Beth Mooney did the damage in the final, scoring 64 from 49 balls. She was named player of the match and player of the tournament after saying she was “just woke up in the morning pretty grateful we made it this far.”
Beth Mooney drives Australia
Mooney had already won four World Cups and Commonwealth Games gold before this victory. Her innings gave Australia the control they needed in a final that came with more on it than just one trophy.
Australia have now won seven T20 World Cups out of the 10 ever played, and seven one-day World Cups out of 13. Those numbers leave little room for the idea that a bad stretch has changed the standard. Even with a loss of the one-day title in India last November, the record still points in one direction.
Sophie Molineux and the transition
Before the tournament, questions had been raised about a clumsy captaincy transition and the arrival of younger players. Sophie Molineux was a left-field pick as captain, but she handled tough overs and made good changes in the field while the squad moved through the competition.

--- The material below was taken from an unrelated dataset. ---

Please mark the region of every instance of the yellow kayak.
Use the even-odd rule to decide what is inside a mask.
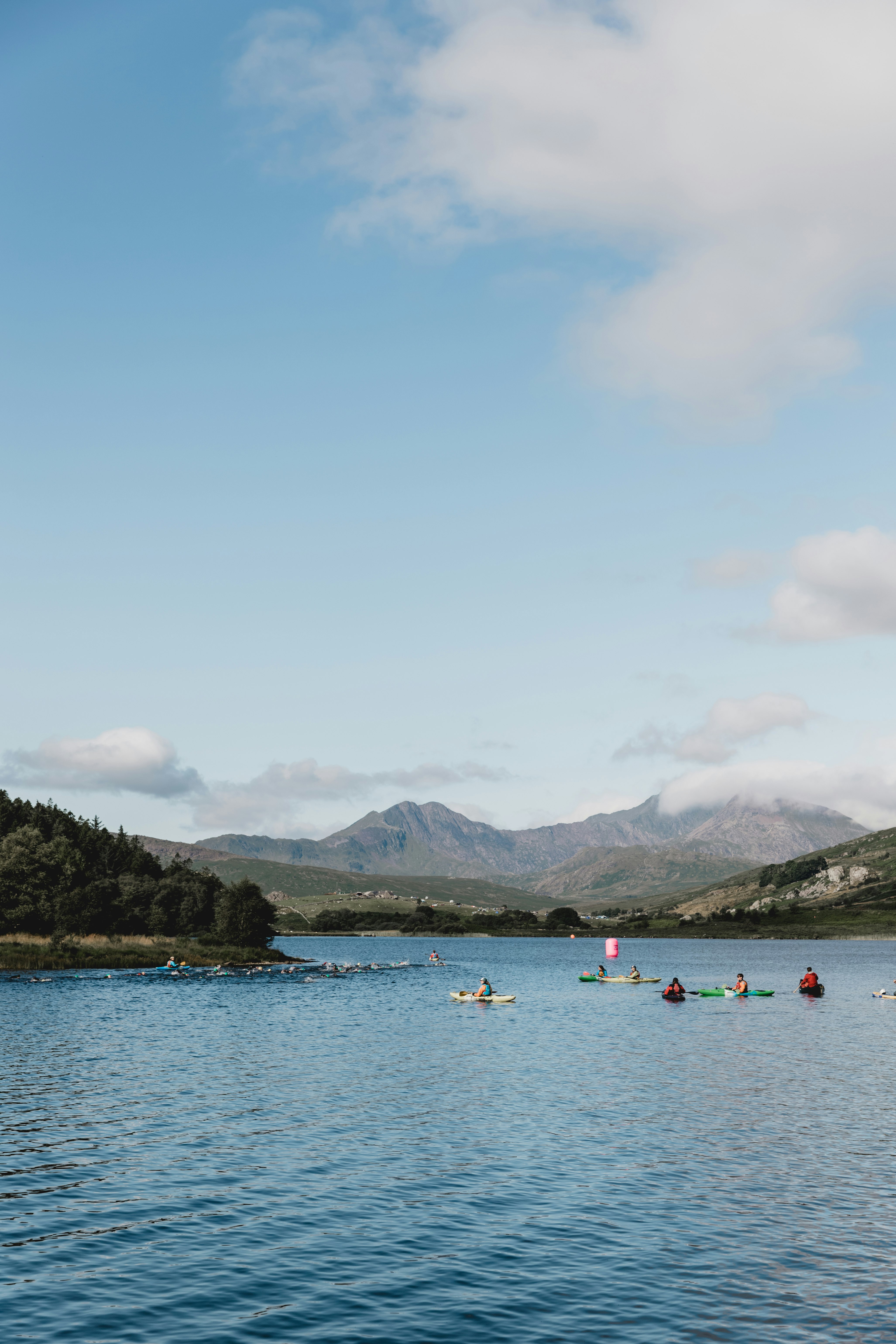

Georgia Voll opened the batting aggressively, Phoebe Litchfield settled next to her, and Lucy Hamilton offered left-arm pace when the fielding restrictions were in place. Kim Garth became the most relentless seamer in the competition, Georgia Wareham topped the strike rates at 182, and Annabel Sutherland looked beyond the emerging tag.
Australia’s depth stays intact
Nicola Carey has come back from a hiatus, while Ellyse Perry and Ash Gardner keep winning matches when they are needed. Players also made a point of namechecking Molineux in interviews on the day, and Cricket Australia had already used a mock address to the nation from the Lord’s Long Room in the lead-up to the final.
That leaves the simplest reading of Sunday: Australia still have the depth, the old hands and the new roles to keep winning, even after the gaps of 2024 and 2025. For everyone watching the World Cup winners list, the team that just added another title is still the one setting the standard.